Existe certamente mais de uma razão, pessoais ou não para a escolha de Polansky. Não vamos entrar aqui nas questões que envolvem o próprio cineasta. Parece que a intelectualidade foi capaz de fazer esta diferenciação e já indicar  o filme para vários prêmios. Uma destas, certamente, é o momento político na Europa, com o renascimento da direita extremada, próxima (por mais que tente esconder) da direita que foi vencida na Segunda Guerra Mundial. O excepcional diretor de "O Pianista" não poderia ficar indiferente a este movimento retrógrado na política mundial, onde cada vez parece mais fácil ressuscitar velhos e odiosos personagens, Hitler (comemorando seu aniversário) ou Goebels (se inspirando em suas pretensas obras). Em relação a ambos, interessante rever o filme alemão "A queda" e definitivamente se identificar ou não com aquelas esdrúxulas figuras. Polanski parece temer , pelo que vê , ser este processo mais ou menos camuflado de ressurgimento destas imagens, suas idéias e, quem sabe logo logo, suas milícias, e como num passado não tão remoto, a proibição de idéias diferentes, e por que não até, a queima de livros (num primeiro passo, podem se contentar com a proibição de suas leituras, sob os mais variados argumentos).  

Naquele passado não tão remoto todas estas manifestações  acabaram acompanhadas de violência em relação àqueles que se revelaram intolerantes com as idéias impostas de cima para baixo, seja como ideologia, seja como orientações educacionais. Enfim, aqueles que de forma alguma admitiam idéias e comportamentos impostos, sem qualquer possibilidade de discussão.

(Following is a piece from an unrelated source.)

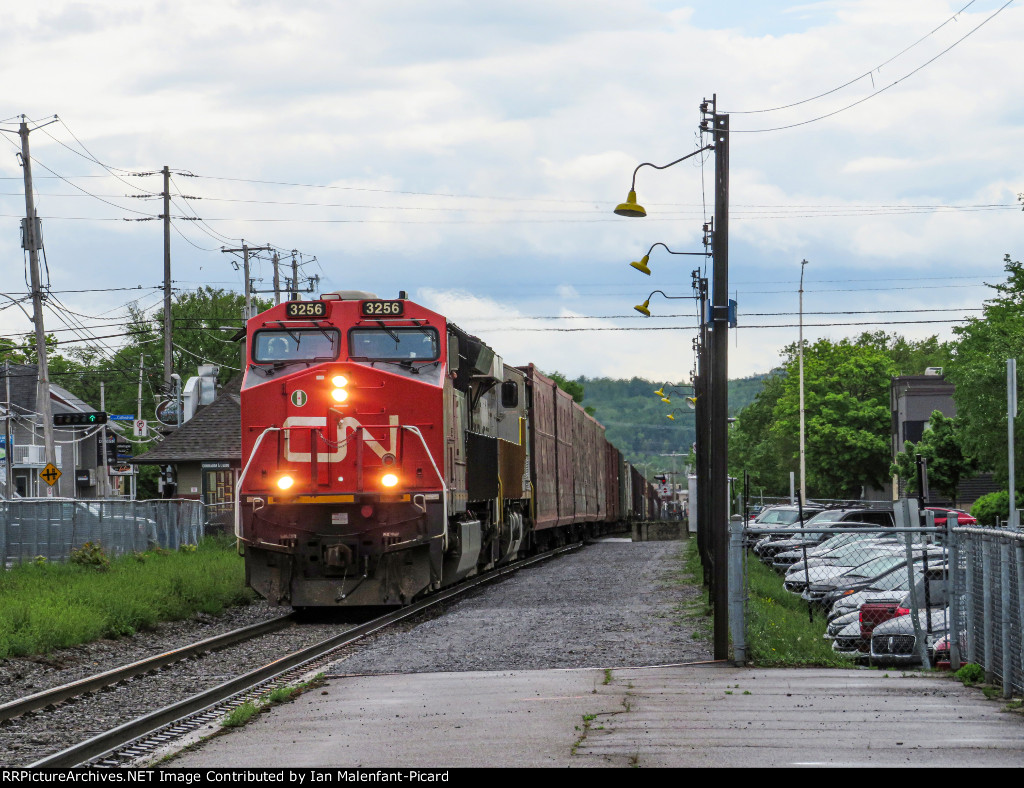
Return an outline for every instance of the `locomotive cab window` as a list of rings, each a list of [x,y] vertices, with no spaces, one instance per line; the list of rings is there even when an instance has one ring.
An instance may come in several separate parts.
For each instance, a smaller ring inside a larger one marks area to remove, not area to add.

Do acima escrito não se pode senão ansiar por ver "O Oficial e o Espião", nome que recebe o filme no Brasil. Será pelo menos um bom filme,  mesmo quando de Polanski se espera sempre mais, como tivemos a oportunidade de ver não só em "O Pianista", como em "Chinatown", "Repulsa ao sexo", "O Inquilino" e "Bebê de Rosemary".

P.S.: ao final das contas, para vergonha da justiça francesa, parece ter ficado provado que Esterhazy realmente foi o espião e o traidor.